送信コイルは体外装置の一部で、この装置はマイク(音を集める)、スピーチプロセッサー(電気信号に変換)、ケーブル、送信コイルから構成されているそうです。
つまり
補聴器のようなマイクで集音し、電気信号に変換し、それを送信コイルが皮膚の下の受信装置に届けて、さらに蝸牛神経に渡されることで最終的に音が認識できるようになるという仕組みのようです。

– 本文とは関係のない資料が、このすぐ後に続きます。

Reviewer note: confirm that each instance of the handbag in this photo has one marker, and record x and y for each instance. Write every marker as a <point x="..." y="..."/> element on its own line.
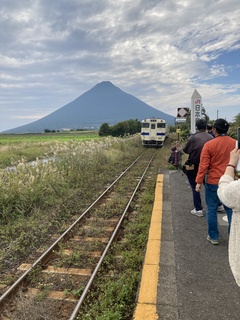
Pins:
<point x="188" y="167"/>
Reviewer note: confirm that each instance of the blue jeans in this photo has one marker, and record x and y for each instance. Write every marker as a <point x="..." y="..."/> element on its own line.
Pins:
<point x="196" y="195"/>
<point x="212" y="201"/>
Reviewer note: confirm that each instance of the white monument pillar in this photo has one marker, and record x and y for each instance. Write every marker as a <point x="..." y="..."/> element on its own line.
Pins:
<point x="196" y="109"/>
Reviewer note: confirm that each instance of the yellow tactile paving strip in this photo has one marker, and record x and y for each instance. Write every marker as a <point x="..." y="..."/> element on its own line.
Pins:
<point x="146" y="306"/>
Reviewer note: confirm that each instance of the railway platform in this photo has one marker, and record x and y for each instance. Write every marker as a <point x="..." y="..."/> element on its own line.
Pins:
<point x="184" y="276"/>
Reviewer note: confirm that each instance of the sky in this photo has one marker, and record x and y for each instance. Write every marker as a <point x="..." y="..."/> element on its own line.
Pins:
<point x="159" y="51"/>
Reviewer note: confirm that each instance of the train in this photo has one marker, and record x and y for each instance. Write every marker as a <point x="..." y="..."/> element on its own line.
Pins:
<point x="154" y="132"/>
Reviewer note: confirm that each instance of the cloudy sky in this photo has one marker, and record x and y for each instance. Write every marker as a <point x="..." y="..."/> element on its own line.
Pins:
<point x="157" y="50"/>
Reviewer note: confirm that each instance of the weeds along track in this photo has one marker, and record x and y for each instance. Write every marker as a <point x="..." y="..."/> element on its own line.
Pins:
<point x="55" y="285"/>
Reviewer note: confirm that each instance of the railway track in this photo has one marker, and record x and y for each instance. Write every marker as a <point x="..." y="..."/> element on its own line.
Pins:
<point x="58" y="281"/>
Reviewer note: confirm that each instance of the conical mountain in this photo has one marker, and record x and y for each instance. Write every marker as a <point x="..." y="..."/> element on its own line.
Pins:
<point x="103" y="103"/>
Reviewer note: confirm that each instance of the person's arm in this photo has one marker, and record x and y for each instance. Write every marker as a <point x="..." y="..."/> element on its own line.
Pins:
<point x="234" y="158"/>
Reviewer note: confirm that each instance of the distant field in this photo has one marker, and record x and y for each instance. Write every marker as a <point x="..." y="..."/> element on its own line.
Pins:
<point x="47" y="137"/>
<point x="14" y="147"/>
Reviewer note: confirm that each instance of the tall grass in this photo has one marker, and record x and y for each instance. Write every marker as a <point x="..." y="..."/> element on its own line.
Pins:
<point x="74" y="165"/>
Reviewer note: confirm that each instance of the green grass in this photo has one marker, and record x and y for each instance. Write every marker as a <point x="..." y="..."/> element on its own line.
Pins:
<point x="15" y="147"/>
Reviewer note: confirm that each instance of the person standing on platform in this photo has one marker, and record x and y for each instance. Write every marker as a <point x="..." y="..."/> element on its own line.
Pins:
<point x="213" y="161"/>
<point x="193" y="147"/>
<point x="229" y="194"/>
<point x="176" y="152"/>
<point x="209" y="130"/>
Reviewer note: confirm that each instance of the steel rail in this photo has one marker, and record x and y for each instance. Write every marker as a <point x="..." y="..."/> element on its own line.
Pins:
<point x="43" y="257"/>
<point x="91" y="279"/>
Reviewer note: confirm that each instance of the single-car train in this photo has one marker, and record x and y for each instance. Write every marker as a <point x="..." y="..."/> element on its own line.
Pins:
<point x="154" y="132"/>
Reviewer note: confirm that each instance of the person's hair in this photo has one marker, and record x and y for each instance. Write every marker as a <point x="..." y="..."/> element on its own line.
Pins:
<point x="201" y="124"/>
<point x="209" y="126"/>
<point x="221" y="125"/>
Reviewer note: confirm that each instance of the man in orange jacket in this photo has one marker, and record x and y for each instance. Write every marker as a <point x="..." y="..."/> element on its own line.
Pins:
<point x="213" y="161"/>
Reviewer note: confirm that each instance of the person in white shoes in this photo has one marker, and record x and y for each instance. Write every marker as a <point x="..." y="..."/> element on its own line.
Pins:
<point x="229" y="194"/>
<point x="213" y="161"/>
<point x="194" y="147"/>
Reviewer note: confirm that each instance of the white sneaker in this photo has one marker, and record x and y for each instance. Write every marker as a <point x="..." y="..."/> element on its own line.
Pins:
<point x="197" y="213"/>
<point x="221" y="208"/>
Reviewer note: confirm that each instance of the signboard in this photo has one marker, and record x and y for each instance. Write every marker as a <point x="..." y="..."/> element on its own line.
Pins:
<point x="196" y="109"/>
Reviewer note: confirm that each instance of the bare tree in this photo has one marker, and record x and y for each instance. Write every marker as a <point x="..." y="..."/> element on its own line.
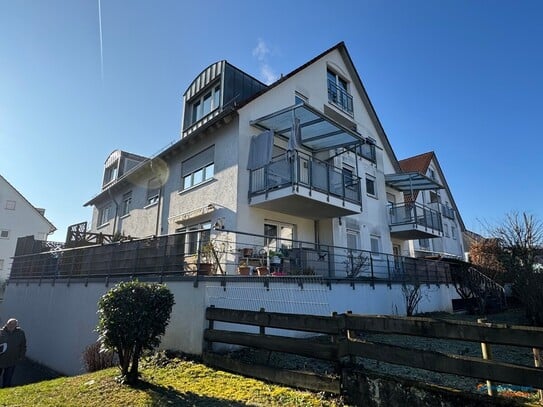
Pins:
<point x="412" y="295"/>
<point x="520" y="238"/>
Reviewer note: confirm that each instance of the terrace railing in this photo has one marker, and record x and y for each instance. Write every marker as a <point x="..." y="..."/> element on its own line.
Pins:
<point x="181" y="255"/>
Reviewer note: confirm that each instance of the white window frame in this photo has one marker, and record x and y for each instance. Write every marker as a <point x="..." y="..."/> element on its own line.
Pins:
<point x="126" y="204"/>
<point x="371" y="178"/>
<point x="198" y="176"/>
<point x="103" y="215"/>
<point x="153" y="191"/>
<point x="194" y="235"/>
<point x="375" y="243"/>
<point x="197" y="111"/>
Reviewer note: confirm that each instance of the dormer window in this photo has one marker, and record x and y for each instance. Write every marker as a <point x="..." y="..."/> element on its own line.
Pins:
<point x="110" y="174"/>
<point x="206" y="104"/>
<point x="338" y="94"/>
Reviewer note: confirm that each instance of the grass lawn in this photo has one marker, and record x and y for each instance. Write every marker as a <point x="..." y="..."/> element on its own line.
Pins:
<point x="176" y="382"/>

この人工内耳手術の適応基準の詳細は、1998年4月に日本耳鼻咽喉科学会から示されており、成人に対する適応基準では、90デシベル(dB)以上の高度難聴で、補聴器装用効果が乏しいものとされているとのことです。
ちなみに
正常な聴こえだと20 dBHL 程度の小さな音も聞こえますが、聴力レベルが25~39 dBHL(騒がしい環境での会話の聴き取りが難しい)は軽度難聴に分類され、聴力レベルが40~69 dBHL(補聴器を装用しないと、会話の聴き取りが難しい)は中等度難聴、聴力レベルが70~89 dBHL(高出力補聴器の装用が必要)は高度難聴、90 dBHL以上(読唇や手話を使うか、人工内耳の装用が必要)は重度難聴に各々分類されるそうです。
人工内耳の手術は耳の後ろ(耳介部)を5~6㎝切って内耳に埋め込まれる電極を含めた内部機器を設置する手術となり、全身麻酔をかけて行われるそうです。
手術そのものは2~3時間程度で、一般には翌日から普通に動け、通常の入院期間は2~4週間くらいだそうです。
人工内耳手術の総費用は
約400万円と言われていますが、そこから健康保険によってカバーされる範囲や、高額療養費制度や心身障害者(児)医療費などの助成によってカバーされる範囲を除外した最終的な自己負担額は数万円~十数万円ぐらいとも言われています。
現在補聴器を使用している人の中には「いっそのこと手術で人工内耳にすれば補聴器がいらなくなるのでは」と思った人もいるかも知れませんが、まだ補聴器で聞こえるだけでも幸せだということに気付かされたのではないでしょうか。
アメリカ合衆国の思想家で哲学者のラルフ・ワルド・エマーソンという人が、「健康は第一の富である」という言葉を残していますが、正にその通りで、多少の問題があっても今の健康に感謝すべきなのかも知れませんね。